結婚は確かに素晴らしいが、同時に厄介なことにも満ちあふれている。当事者がセラピストやカウンセラーでもない限り、ありがちな夫婦間のいざこざに(多くのケースでは思いがけず早期に)突き当たると、ありがたくないサプライズのように感じられるだろう。そして、心の準備ができていないと、こうしたトラブルはその後の長い年月を通じて不愉快なものであり続けるおそれもある。
パートナーとの関係を真に実りあるものにするには、まず、結婚生活に関する2つの現実を受け入れる必要がある。この2つのルールを受け入れれば、結婚において避けられない浮き沈みにより上手に対処し、乗り切れるようになるだろう。
1. いさかいの解決策としての「5対1の法則」
著名な心理学者ジョン・ゴットマンと心理療法士のジュリー・ゴットマン夫妻は、「5対1の法則」を結婚生活に取り入れることが重要だと強調している。彼らが掲げる理論を具体的に説明すると、カップル間でネガティブなやりとりが1つ生じるたびに、少なくとも5つのポジティブなやりとりをして、マイナスの効果を和らげるべきだ、というものだ。実際、ゴットマン夫妻が1994年に出版した結婚の成功と失敗をテーマとする著書には、このルールの裏付けとなる研究結果が紹介されている。それによると、内容を問わず、ポジティブなやりとりとネガティブなやりとりの割合が5対1に保たれている限り、カップルの関係は安定しているという。

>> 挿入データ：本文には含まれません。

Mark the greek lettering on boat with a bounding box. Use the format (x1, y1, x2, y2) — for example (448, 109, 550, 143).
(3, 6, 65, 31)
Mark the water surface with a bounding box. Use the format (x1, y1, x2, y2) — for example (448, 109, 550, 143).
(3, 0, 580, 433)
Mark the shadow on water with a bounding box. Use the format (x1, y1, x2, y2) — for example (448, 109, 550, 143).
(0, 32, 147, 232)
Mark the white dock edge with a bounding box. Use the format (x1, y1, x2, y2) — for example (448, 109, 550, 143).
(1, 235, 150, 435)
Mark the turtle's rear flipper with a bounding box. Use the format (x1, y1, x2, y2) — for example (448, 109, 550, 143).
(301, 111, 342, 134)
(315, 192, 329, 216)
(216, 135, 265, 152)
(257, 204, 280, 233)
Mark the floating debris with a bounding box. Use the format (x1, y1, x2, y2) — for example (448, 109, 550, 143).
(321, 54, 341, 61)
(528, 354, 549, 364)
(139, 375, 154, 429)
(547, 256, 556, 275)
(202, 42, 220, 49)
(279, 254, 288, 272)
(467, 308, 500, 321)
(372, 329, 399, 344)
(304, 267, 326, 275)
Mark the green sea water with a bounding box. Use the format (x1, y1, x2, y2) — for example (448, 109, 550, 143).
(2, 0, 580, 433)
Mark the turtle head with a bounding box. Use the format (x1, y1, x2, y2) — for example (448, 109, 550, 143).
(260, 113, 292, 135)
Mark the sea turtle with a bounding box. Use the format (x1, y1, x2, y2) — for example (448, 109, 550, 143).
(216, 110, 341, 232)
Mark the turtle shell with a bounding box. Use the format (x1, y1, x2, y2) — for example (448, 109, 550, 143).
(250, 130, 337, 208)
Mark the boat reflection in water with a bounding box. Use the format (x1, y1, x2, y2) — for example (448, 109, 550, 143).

しかし、この比率が1対1(より具体的には0.8対1)を割り込んだ場合、パートナーとの関係が不安定になるリスクが生じるとのことだ。
この「魔法の」比率を意識している人なら、これを結婚生活の中で大いに活用するはずだ。そして、パートナーに対して自己弁護や批判、受動攻撃的な態度や、敵対心を伴う行動をした時はいつも、褒め言葉や好意を示すジェスチャー、あるいは相手に奉仕する行動で埋め合わせをしようとするに違いない。